Secondly, if the GPS location you hail your lift from is a bar, you've likely already decided it was unsafe to drive – or you planned to drink and left your car at home.

Finally, a quick test of the accelerometer in your phone is sufficient to determine a level of sobriety. Swaying, excessive shaking or even the time between taps is a wealth of information that a programmer can use to their advantage. That's without even going as far as turning the microphone on to judge the noise level. Privacy concerns aside, a belligerent drunk that could harm a driver can be identified by spikes of shouting in an otherwise quiet environment.

The point is though, this isn't anything that requires a machine to learn the dataset and make a judgement call based upon previous users or even your own interactions with the app. It takes a few lines of code with the appropriate libraries at hand and a little common sense from the developer.

Sure, the method above would probably only work for a standard case, anything that deviates from the pattern of humanity is unlikely to be correctly identified as a potentially dangerous drunkard.

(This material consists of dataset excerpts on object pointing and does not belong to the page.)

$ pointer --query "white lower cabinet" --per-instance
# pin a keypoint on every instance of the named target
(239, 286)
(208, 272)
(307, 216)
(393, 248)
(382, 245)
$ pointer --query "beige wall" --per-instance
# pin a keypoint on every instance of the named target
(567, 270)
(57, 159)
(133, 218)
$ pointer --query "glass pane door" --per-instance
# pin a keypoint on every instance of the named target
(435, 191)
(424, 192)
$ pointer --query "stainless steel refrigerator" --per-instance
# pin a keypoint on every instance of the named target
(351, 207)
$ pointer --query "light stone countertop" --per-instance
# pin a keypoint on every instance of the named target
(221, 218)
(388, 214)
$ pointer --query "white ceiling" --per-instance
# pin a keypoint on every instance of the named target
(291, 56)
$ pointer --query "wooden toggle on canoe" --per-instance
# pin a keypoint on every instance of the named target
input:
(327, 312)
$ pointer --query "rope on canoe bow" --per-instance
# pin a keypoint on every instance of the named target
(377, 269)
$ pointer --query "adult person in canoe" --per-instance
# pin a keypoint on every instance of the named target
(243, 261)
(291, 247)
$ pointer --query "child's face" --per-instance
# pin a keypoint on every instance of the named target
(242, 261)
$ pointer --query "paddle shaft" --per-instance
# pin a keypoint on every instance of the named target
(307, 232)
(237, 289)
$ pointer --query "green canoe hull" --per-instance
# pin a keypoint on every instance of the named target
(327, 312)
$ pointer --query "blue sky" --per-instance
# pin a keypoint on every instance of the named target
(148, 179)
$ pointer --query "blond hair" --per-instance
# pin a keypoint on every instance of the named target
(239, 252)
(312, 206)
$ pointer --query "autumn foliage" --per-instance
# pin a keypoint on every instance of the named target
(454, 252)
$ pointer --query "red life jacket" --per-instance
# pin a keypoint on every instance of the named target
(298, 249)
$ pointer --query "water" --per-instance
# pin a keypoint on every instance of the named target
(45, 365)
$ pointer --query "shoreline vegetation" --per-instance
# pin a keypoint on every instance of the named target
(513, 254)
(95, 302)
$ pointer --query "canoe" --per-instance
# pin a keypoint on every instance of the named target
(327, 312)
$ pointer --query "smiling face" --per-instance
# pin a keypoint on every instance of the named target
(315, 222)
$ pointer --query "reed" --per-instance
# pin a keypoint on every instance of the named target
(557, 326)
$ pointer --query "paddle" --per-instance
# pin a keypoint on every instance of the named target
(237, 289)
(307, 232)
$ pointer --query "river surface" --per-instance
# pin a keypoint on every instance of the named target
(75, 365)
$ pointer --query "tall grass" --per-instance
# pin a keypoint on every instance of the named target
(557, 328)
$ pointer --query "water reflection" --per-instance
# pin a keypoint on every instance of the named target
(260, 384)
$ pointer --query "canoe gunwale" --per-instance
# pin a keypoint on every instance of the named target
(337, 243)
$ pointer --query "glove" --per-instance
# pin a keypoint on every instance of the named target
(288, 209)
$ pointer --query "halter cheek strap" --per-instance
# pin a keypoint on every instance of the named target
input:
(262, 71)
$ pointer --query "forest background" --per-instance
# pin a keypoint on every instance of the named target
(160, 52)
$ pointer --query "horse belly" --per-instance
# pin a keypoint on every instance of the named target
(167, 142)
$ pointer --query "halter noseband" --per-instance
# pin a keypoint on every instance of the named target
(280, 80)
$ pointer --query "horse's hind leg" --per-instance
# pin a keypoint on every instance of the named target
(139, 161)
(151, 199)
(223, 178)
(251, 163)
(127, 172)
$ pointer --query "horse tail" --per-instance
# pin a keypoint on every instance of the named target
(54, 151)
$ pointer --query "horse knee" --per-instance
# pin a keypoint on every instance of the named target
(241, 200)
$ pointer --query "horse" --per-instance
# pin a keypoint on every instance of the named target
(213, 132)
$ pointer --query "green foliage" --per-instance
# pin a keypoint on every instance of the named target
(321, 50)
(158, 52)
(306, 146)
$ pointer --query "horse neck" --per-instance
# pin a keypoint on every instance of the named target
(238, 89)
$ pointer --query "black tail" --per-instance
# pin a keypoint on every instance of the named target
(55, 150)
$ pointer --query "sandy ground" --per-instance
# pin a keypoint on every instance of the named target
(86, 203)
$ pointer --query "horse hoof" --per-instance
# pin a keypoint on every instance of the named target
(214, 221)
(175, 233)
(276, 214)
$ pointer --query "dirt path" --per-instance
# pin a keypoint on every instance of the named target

One could argue the potential for AI here is to train a dataset to improve the success rate, but at the end of the day an AI driven platform is only really going to give a confidence percentage of how likely the data fits the scenario and the programmer is still going to simplify that down to another IF statement (if confidence greater than 90%, for example).

The effort involved is likely to far outweigh the benefit and accuracy may only be increased by around 5%. Herein lies the problem, marketeers need to make their app sound exciting and relevant to today's flavour of the week – but don't necessarily understand what makes AI intelligent, or can't correctly identify the difference between a software feature or a learned behaviour.